Mail was unavailable between 9:30pm Monday and 7pm Tuesday as a result of electrical work for the UPS, which broke NFS, see post Moving to Hearst Gym. We apologize for the inconvenience.

August 12, 2012
1 min read

Backup server compromised

We discovered that our backup server (pollution.ocf) had been recently misconfigured and was subsequently compromised. pollution maintains copies of account data (home directories, web directories, MySQL databases, and mail inboxes) and administrative credentials.

We immediately investigated, changed the affected credentials, and notified campus. Please assume that the attackers had access to a copy of your account data, and take appropriate measures, especially if you store sensitive or restricted data. Although we determined that account credentials (e.g., password hashes), which are not stored on pollution, were not compromised, feel free to reset your password as an additional security measure.

We sincerely apologize for this inconvenience. If you need any assistance, please let us know.

August 4, 2012
1 min read

Mail is down

OCF email service abruptly stopped due to an issue in our authentication system. Please check back for updates.

Problem was resolved. (2:27 pm 8/4)

July 29, 2012
1 min read

File server and user directory migration

We will be migrating the NFS disk array (file server) and LDAP server (user directory) to new hardware after 8pm tonight. This is necessary to maintain uptime and acceptable performance as much as possible during and after our move to Hearst Gym in August.

We will attempt to keep files read-only where possible so that services including web hosting will not be as severely affected.

We lack the extra hard drives on hand (we will be using the same hard drives in the new hardware, which means they must be backed up, formatted, and restored), so partial downtime of all OCF services will be unavoidable.

Edit 07/29 02:00am: LDAP migration completed successfully without service interruption. NFS migration (during which file access will be read-only) postponed to later today.

Edit 07/29 06:00pm: NFS migration started. Mail service is offline. Web hosting and SSH are read-only.

Edit 07/30 01:10am: All services except mail restored.

Edit 07/30 01:25am: All services restored. NFS disk array may require minor downtime in the near future. Good night.

July 24, 2012
1 min read

Systemwide downtime

Unscheduled maintenance on virtual machine hypervisors made many OCF services unavailable between 3am and 6:30am. A somewhat-related issue affected web hosting yesterday.

July 22, 2012
1 min read

Mail maintenance

Mail services (IMAP/POP/SMTP/webmail) are going down as we transition the mail server to a virtual machine. By doing so, we hope to keep mail available on a temporary server during our move out of Eshleman in August, since virtual machines (guests) can be migrated on-the-fly between physical hypervisors (hosts).

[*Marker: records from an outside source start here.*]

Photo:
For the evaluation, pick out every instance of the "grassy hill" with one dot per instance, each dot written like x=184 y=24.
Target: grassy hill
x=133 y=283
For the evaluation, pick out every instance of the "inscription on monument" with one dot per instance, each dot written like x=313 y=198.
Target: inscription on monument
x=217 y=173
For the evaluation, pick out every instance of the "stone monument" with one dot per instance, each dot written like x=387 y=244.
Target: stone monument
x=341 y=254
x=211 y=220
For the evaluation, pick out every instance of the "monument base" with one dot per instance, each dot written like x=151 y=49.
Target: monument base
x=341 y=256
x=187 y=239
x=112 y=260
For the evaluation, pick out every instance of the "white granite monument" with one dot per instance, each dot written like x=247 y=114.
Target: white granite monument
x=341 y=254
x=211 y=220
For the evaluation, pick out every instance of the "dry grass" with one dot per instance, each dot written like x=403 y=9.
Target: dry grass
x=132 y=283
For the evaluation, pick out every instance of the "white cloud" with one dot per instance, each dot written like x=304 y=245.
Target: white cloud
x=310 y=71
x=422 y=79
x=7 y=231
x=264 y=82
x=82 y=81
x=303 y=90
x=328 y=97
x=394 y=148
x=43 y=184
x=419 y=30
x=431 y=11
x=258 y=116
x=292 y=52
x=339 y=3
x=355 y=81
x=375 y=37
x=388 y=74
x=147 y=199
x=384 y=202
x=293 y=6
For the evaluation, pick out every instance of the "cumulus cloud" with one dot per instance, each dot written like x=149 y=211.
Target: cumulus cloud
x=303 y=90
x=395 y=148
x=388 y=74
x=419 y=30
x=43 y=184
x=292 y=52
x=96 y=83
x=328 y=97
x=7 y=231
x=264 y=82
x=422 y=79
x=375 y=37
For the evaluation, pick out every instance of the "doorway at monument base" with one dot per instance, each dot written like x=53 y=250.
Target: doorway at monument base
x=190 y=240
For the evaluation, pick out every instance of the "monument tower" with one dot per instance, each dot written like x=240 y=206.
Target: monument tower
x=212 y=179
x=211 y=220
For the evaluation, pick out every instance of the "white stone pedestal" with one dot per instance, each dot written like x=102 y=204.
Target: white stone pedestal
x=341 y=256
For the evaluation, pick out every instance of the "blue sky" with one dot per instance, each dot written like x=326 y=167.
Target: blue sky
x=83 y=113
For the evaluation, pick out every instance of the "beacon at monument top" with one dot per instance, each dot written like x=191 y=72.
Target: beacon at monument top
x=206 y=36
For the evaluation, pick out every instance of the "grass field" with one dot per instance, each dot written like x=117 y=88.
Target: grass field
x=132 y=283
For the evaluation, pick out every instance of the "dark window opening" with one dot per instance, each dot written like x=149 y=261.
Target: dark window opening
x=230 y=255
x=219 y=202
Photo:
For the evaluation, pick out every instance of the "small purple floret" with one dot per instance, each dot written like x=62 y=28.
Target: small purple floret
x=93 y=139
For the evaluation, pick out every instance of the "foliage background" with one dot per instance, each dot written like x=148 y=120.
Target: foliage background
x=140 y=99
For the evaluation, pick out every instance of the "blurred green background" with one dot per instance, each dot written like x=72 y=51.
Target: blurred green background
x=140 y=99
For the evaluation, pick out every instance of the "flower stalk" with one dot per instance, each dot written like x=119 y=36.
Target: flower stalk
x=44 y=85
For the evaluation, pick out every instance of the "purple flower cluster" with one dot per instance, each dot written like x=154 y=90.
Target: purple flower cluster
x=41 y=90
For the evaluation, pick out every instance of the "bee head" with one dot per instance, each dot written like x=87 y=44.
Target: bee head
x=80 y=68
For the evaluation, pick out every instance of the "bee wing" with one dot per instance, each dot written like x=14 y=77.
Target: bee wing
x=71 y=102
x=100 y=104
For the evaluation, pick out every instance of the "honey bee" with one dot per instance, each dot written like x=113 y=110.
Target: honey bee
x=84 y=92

Update 02:04p: All services back up. Mail spool (inbox files) will be migrated later.

July 6, 2012
1 min read

Scheduled webserver downtime again

We are (again) scheduling downtime on our primary server (hal) between 9:00pm and 10:30pm July 5st, to add two new processors. Notably, this will affect web hosting, MySQL, IRC, and wiki.

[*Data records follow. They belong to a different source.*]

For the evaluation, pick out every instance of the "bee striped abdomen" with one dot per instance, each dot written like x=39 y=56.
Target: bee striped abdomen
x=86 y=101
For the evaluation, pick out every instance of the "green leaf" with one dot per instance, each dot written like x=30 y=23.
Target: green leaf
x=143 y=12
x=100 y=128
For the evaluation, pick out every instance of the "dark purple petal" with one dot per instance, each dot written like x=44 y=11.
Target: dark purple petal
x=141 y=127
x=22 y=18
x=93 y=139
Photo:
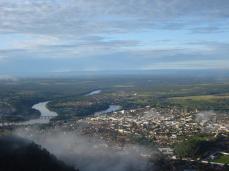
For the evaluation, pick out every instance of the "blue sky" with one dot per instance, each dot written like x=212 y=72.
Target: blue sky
x=52 y=36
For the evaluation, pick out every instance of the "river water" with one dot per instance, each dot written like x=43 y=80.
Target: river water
x=47 y=114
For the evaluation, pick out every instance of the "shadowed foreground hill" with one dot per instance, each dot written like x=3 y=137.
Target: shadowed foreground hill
x=17 y=154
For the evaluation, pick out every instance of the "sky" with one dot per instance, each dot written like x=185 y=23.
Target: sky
x=61 y=36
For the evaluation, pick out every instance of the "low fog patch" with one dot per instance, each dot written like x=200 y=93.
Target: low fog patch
x=88 y=153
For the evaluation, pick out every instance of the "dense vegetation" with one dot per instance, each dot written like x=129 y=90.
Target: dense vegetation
x=68 y=95
x=18 y=154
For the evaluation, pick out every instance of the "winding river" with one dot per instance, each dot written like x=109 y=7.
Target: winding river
x=47 y=114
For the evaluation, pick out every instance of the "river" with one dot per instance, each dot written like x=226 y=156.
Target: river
x=46 y=114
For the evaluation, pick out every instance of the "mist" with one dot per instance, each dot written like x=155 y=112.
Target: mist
x=89 y=153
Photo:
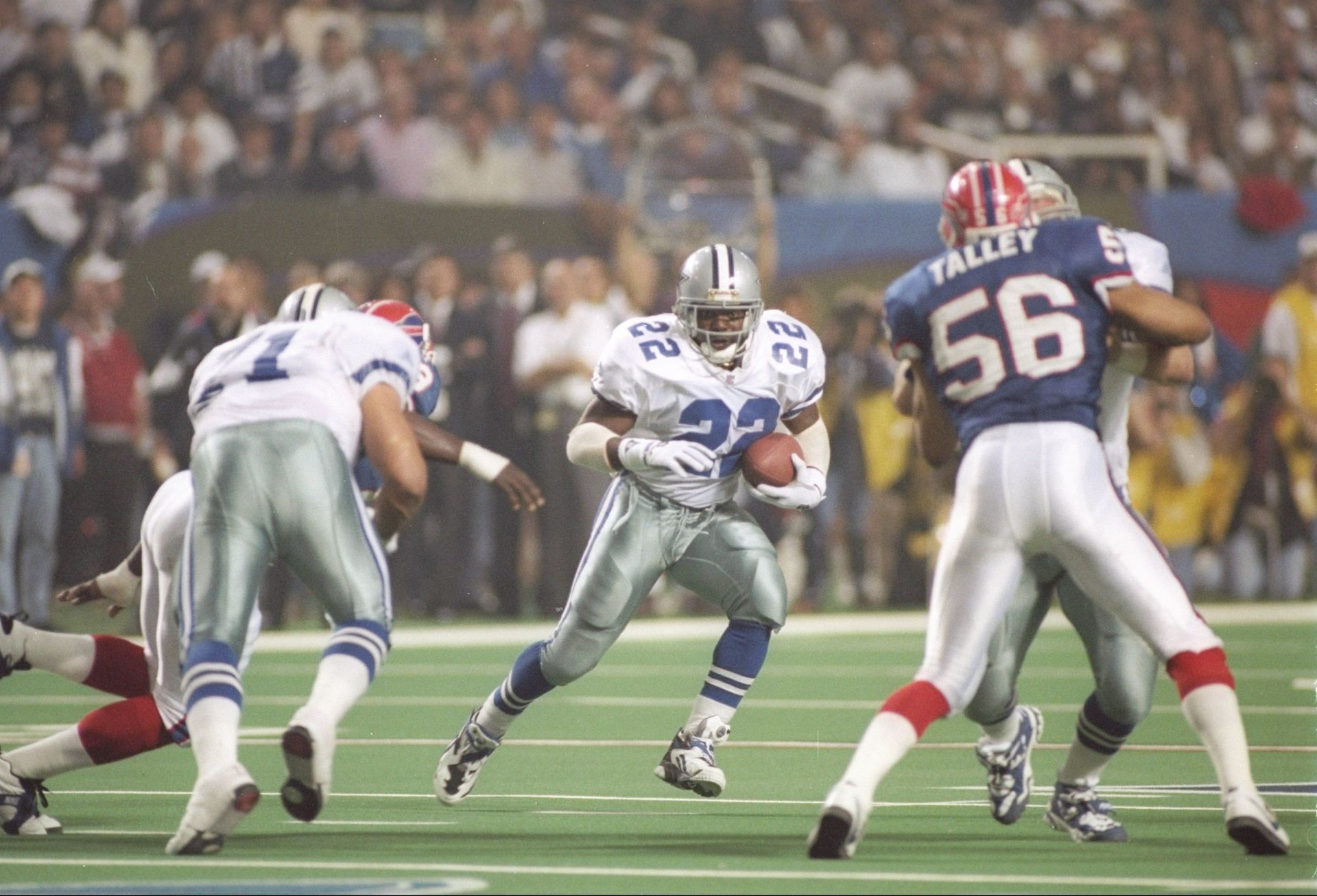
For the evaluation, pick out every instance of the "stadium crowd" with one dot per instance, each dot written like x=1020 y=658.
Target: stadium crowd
x=115 y=107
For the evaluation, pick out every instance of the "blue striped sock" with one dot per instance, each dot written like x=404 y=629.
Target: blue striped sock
x=738 y=658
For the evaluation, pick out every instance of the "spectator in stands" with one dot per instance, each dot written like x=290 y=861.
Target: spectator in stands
x=256 y=170
x=307 y=21
x=340 y=165
x=401 y=145
x=254 y=70
x=112 y=43
x=551 y=170
x=62 y=75
x=476 y=170
x=100 y=506
x=198 y=140
x=45 y=366
x=23 y=103
x=554 y=360
x=336 y=81
x=51 y=160
x=807 y=41
x=108 y=133
x=870 y=90
x=223 y=313
x=15 y=37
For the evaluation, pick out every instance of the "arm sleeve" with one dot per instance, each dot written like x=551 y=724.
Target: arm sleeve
x=1150 y=260
x=907 y=331
x=375 y=352
x=615 y=373
x=1096 y=255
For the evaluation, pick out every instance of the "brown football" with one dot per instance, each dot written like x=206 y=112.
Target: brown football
x=768 y=460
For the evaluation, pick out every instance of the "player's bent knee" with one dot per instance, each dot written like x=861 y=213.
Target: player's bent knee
x=1192 y=670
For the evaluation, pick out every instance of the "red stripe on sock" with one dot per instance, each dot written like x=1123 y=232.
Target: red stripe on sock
x=1191 y=671
x=920 y=703
x=119 y=668
x=123 y=730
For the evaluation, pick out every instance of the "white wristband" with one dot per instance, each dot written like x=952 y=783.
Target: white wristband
x=479 y=462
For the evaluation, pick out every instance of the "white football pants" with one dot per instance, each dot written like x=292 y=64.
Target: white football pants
x=1043 y=488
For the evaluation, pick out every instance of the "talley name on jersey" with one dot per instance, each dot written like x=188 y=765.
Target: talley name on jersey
x=1013 y=329
x=651 y=369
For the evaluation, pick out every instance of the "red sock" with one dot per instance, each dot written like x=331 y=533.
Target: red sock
x=119 y=668
x=920 y=703
x=123 y=730
x=1191 y=671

Update 9:15pm: Services going down.

Mid-downtime action shot!
(via Kenny Do)

Update 10:24pm: Services are back up.

July 2, 2012
1 min read

Scheduled webserver downtime

We are scheduling downtime on our primary server (hal) to physically inspect the machine between 6:30pm and 7:30pm July 1st. Notably, this will affect web hosting, MySQL, IRC, and wiki. We will again schedule downtime in one or two weeks to add two additional processors to hal.

Update 6:47pm: hal is being taken offline.
Update 7:25pm: hal and all services except IRC are back.
Update 7:32pm: All services operating normally.